Symphony No. 59 in A major, popularly known as the Fire Symphony, is a symphony by Joseph Haydn. Composed under the auspices of Nikolaus Esterházy, it was written in the middle or late 1760s.

==Nickname (Fire)==
The symphony has long been popularly known as the Feuer or Fire symphony. The nickname likely derives from the use of several movements as accompanying music to a performance of the play Die Feuersbrunst by Gustav Friedrich Wilhelm Großmann, which was performed at Eszterháza in either (depending on the source) 1774 or 1778.

==Music==

The symphony is scored for two oboes, two French horns, continuo (bassoon, harpsichord), and strings.

It is in standard four-movement form:

The opening movement starts off energetically on an upbeat followed by octave drop. Following the initial outburst, the music dramatically relaxes and comes to a full stop. This was a technique he used to an even greater effect in his 48th symphony from about the same time period. The relaxation also appears at the end of the movement giving the listener the quiet curtain raising music that often occurs at the end of an opera overture.

In the slow movement, the winds are silent for most of the movement—leaving the listener to expect that the movement is scored for strings alone. These expectations are quelled when full orchestration enters for the second theme in the recapitulation.

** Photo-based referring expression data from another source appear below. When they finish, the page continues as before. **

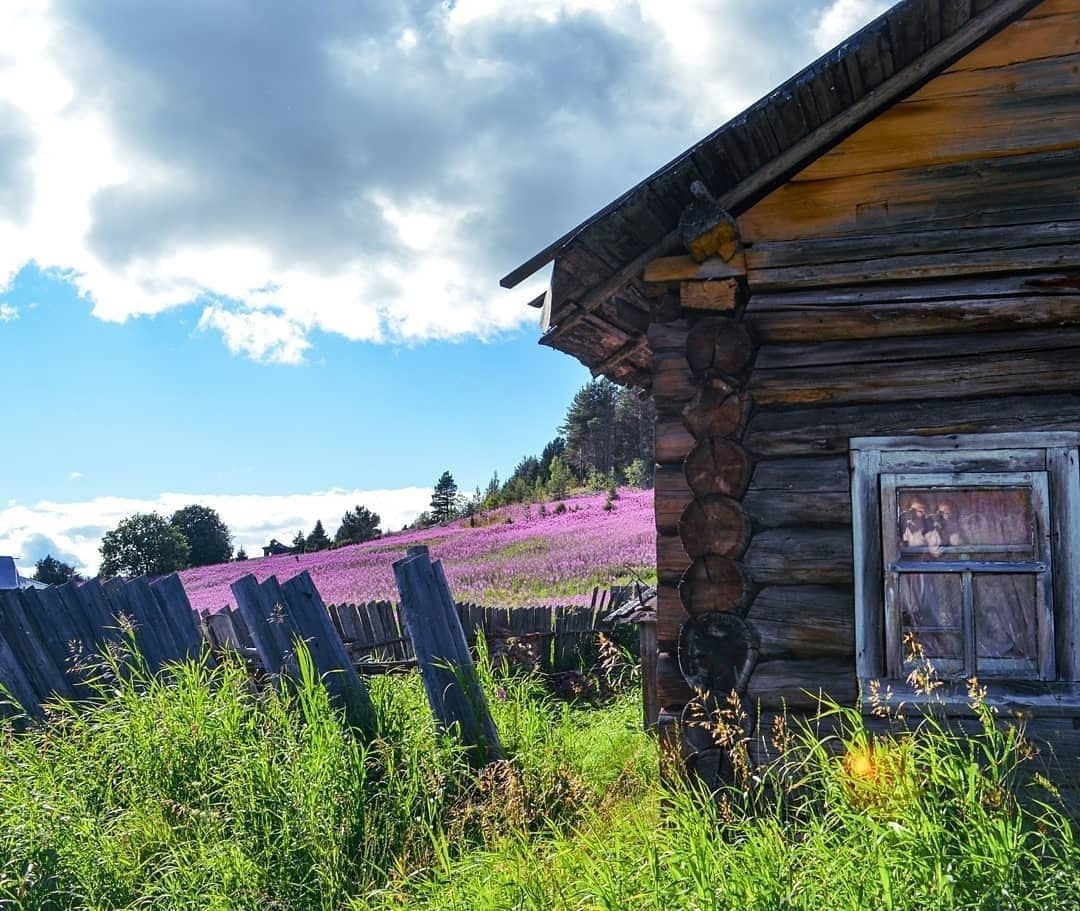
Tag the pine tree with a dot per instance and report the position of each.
(444, 499)
(318, 540)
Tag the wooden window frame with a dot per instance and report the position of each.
(1050, 460)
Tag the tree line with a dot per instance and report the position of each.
(605, 440)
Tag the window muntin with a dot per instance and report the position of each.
(967, 566)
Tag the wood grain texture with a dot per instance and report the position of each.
(800, 555)
(805, 622)
(717, 465)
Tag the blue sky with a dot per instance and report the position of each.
(250, 250)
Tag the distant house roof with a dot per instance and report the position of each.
(597, 306)
(9, 575)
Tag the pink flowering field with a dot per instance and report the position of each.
(534, 559)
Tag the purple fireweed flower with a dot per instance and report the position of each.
(514, 556)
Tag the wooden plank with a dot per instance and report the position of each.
(827, 318)
(793, 556)
(223, 633)
(16, 683)
(979, 192)
(327, 652)
(777, 508)
(779, 260)
(869, 573)
(805, 622)
(446, 667)
(1065, 530)
(268, 624)
(799, 684)
(38, 664)
(151, 620)
(972, 375)
(672, 440)
(55, 629)
(176, 610)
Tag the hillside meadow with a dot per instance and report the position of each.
(534, 554)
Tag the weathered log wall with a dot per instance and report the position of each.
(920, 279)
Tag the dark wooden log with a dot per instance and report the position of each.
(800, 684)
(714, 526)
(823, 430)
(805, 622)
(800, 555)
(812, 473)
(720, 344)
(887, 312)
(716, 653)
(649, 653)
(327, 652)
(714, 413)
(719, 296)
(673, 692)
(671, 440)
(777, 508)
(671, 615)
(673, 382)
(717, 465)
(713, 584)
(672, 494)
(669, 337)
(449, 676)
(672, 558)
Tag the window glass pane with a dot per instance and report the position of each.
(1004, 623)
(931, 620)
(966, 524)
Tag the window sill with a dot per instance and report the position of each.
(1018, 698)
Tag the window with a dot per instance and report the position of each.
(964, 554)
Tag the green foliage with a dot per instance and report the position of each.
(444, 499)
(52, 571)
(318, 540)
(144, 544)
(637, 474)
(358, 525)
(207, 536)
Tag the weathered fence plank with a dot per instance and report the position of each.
(312, 623)
(449, 677)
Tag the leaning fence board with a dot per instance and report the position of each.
(174, 604)
(265, 622)
(42, 671)
(312, 623)
(449, 677)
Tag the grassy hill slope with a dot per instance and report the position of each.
(518, 555)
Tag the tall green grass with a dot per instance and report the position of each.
(198, 790)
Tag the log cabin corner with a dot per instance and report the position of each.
(856, 307)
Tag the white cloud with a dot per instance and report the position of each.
(368, 170)
(844, 17)
(76, 528)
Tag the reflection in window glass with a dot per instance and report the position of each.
(966, 524)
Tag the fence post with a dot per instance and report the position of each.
(442, 653)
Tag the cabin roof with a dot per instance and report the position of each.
(598, 309)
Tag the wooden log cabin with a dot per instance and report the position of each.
(856, 307)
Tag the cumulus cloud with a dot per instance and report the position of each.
(842, 17)
(72, 531)
(364, 170)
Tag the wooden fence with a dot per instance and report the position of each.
(50, 637)
(377, 640)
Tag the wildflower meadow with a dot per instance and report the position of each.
(531, 554)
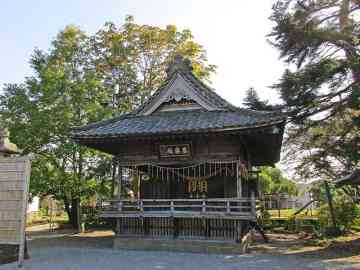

Haydn rarely used the same meter for consecutive movements as he did with the inner two movements in this work. There are melodic links between these movements, both in A minor, as well as both start with the same sequence of pitches. The second theme of the slow movement is also alluded to.

The finale begins with a horn call followed by a response in the oboes and at the end of the exposition it is the strings and oboe that have a dialogue. Haydn uses a similar horn call to start the finale of his 103rd symphony over twenty-five years later. Following a brief development, the return of the horn call is only hinted at in the strings in the start of the recapitulation which then follows in a relatively straightforward manner. The horn call in its proper instrumentation is saved for the movement coda.